Em 2022, comecei a atuar na Associação Paraibana dos Produtores de Mel da Baía da Traição (Paraíba-Mel), captando recursos e executando projetos ambientais e agrícolas. Foi nesse contexto que consegui aprovar um projeto no edital da FUNAI, dentro da Política Nacional de Gestão Territorial e Ambiental de Terras Indígenas (PNGATI). Ele me permitiu retomar e expandir o trabalho iniciado na graduação. Com a parceria da Embrapa, fizemos o mapeamento técnico e o levantamento do saber tradicional sobre os solos da região em 25 aldeias.

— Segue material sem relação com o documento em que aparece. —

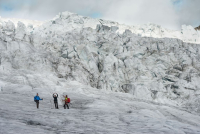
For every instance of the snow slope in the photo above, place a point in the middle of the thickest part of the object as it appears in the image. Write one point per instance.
(92, 111)
(90, 60)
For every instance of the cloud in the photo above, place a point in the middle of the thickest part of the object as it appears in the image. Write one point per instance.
(168, 13)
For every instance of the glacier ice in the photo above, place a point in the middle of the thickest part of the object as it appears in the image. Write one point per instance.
(148, 62)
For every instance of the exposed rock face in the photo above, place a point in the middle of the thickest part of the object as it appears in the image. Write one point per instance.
(163, 69)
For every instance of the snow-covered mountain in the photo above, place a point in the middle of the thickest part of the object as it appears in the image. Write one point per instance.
(148, 62)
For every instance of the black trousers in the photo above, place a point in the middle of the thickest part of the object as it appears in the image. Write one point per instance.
(37, 103)
(66, 104)
(56, 104)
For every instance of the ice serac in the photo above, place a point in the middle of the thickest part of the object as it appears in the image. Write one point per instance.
(104, 55)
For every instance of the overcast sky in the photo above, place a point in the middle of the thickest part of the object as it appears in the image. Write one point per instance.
(167, 13)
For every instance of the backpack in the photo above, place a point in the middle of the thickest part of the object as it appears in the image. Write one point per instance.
(68, 100)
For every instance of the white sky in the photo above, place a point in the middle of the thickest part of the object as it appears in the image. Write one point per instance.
(167, 13)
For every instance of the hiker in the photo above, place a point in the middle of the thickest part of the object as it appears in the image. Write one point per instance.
(55, 96)
(37, 99)
(66, 102)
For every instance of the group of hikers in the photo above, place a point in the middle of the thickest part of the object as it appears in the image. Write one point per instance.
(55, 96)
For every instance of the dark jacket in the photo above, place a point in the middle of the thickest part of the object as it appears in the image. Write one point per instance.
(55, 98)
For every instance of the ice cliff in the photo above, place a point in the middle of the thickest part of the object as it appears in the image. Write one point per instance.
(149, 62)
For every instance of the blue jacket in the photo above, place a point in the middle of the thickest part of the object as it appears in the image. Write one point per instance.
(37, 98)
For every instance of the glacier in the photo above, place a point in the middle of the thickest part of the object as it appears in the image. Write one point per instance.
(121, 79)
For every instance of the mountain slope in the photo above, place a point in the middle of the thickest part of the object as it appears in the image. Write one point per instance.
(101, 58)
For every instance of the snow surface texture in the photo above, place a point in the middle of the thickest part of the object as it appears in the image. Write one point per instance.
(71, 48)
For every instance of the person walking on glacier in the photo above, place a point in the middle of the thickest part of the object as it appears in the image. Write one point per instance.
(55, 96)
(67, 101)
(37, 99)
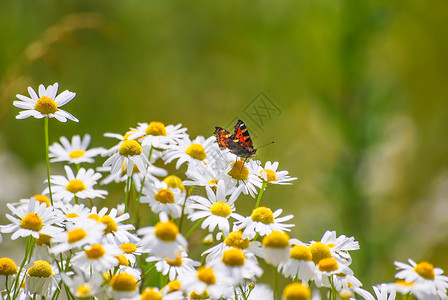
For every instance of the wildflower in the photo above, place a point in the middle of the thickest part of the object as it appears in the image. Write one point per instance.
(46, 104)
(75, 152)
(81, 186)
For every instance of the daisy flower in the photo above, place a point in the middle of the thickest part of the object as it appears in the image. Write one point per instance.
(80, 186)
(163, 239)
(46, 104)
(34, 220)
(216, 210)
(270, 174)
(156, 134)
(244, 174)
(189, 151)
(263, 221)
(161, 197)
(424, 273)
(75, 152)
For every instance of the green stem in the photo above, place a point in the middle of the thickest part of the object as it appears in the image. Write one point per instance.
(263, 188)
(47, 156)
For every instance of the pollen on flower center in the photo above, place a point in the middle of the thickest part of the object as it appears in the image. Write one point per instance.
(300, 252)
(221, 209)
(76, 235)
(40, 268)
(75, 185)
(128, 248)
(165, 196)
(166, 231)
(96, 251)
(296, 291)
(235, 240)
(156, 128)
(233, 257)
(206, 275)
(111, 225)
(7, 266)
(239, 171)
(319, 251)
(45, 105)
(270, 175)
(32, 221)
(425, 269)
(77, 153)
(130, 148)
(263, 215)
(277, 239)
(328, 264)
(177, 262)
(124, 282)
(196, 151)
(42, 199)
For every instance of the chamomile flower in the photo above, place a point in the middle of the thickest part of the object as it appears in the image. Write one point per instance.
(46, 104)
(189, 151)
(75, 152)
(263, 221)
(163, 239)
(270, 174)
(424, 273)
(81, 186)
(161, 197)
(33, 220)
(215, 209)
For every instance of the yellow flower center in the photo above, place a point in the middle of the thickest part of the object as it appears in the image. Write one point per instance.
(96, 251)
(221, 209)
(32, 221)
(40, 268)
(173, 286)
(206, 275)
(196, 151)
(122, 260)
(130, 148)
(42, 199)
(277, 239)
(128, 248)
(166, 231)
(111, 225)
(177, 262)
(319, 251)
(239, 171)
(83, 290)
(151, 294)
(233, 257)
(46, 105)
(300, 252)
(7, 266)
(123, 282)
(76, 235)
(75, 185)
(296, 291)
(328, 264)
(165, 196)
(174, 182)
(43, 240)
(203, 295)
(270, 175)
(156, 128)
(425, 270)
(262, 214)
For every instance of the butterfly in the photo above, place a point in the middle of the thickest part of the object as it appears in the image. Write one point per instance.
(238, 143)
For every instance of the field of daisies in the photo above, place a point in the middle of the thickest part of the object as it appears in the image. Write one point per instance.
(77, 250)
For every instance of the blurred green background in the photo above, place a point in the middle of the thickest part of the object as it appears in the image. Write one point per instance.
(360, 86)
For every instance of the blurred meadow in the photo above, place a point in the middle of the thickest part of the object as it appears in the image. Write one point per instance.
(355, 92)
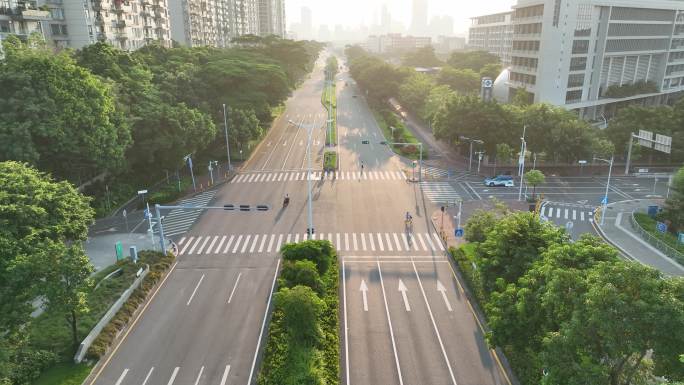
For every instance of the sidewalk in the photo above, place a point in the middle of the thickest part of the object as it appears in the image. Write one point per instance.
(617, 230)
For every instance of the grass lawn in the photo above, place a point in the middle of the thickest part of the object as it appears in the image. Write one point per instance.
(649, 224)
(64, 374)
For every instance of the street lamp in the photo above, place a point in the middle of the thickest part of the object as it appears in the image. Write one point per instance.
(605, 198)
(188, 160)
(470, 163)
(521, 161)
(310, 229)
(225, 126)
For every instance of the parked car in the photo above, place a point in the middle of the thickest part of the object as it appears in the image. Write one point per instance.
(501, 180)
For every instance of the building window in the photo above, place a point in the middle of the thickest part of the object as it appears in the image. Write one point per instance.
(578, 63)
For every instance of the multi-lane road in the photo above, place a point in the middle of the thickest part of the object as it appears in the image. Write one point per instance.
(404, 316)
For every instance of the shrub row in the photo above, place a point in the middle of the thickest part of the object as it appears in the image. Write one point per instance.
(303, 339)
(158, 263)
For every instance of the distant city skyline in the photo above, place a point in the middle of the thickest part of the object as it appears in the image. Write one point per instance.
(352, 14)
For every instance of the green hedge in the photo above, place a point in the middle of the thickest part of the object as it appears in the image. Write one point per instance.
(159, 263)
(289, 358)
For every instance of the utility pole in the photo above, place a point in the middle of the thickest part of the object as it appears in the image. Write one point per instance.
(521, 161)
(225, 126)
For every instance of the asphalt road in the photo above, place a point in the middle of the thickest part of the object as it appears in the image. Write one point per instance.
(205, 323)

Pós-doutorado Serrapilheira + FAPERJ

Para dar continuidade a esse trabalho, me inscrevi no programa de pós-doutorado voltado para pesquisadores negros e indígenas oferecido pelo Instituto Serrapilheira, em parceria com a Fundação Carlos Chagas Filho de Amparo à Pesquisa do Estado do Rio de Janeiro (FAPERJ). Essa nova etapa, iniciada em 2024, visa sistematizar os dados coletados e realizar novas expedições de campo. Além do território Potiguara, o novo projeto se estenderá à Serra da Bocaina, no sul do Rio de Janeiro, junto ao Observatório de Territórios Sustentáveis e Saudáveis da Bocaina, uma parceria entre a Fiocruz e o Fórum de Comunidades Tradicionais. Então, pela primeira vez, irei conduzir esse tipo de estudo em uma comunidade da qual não sou membro, o que representa um novo desafio.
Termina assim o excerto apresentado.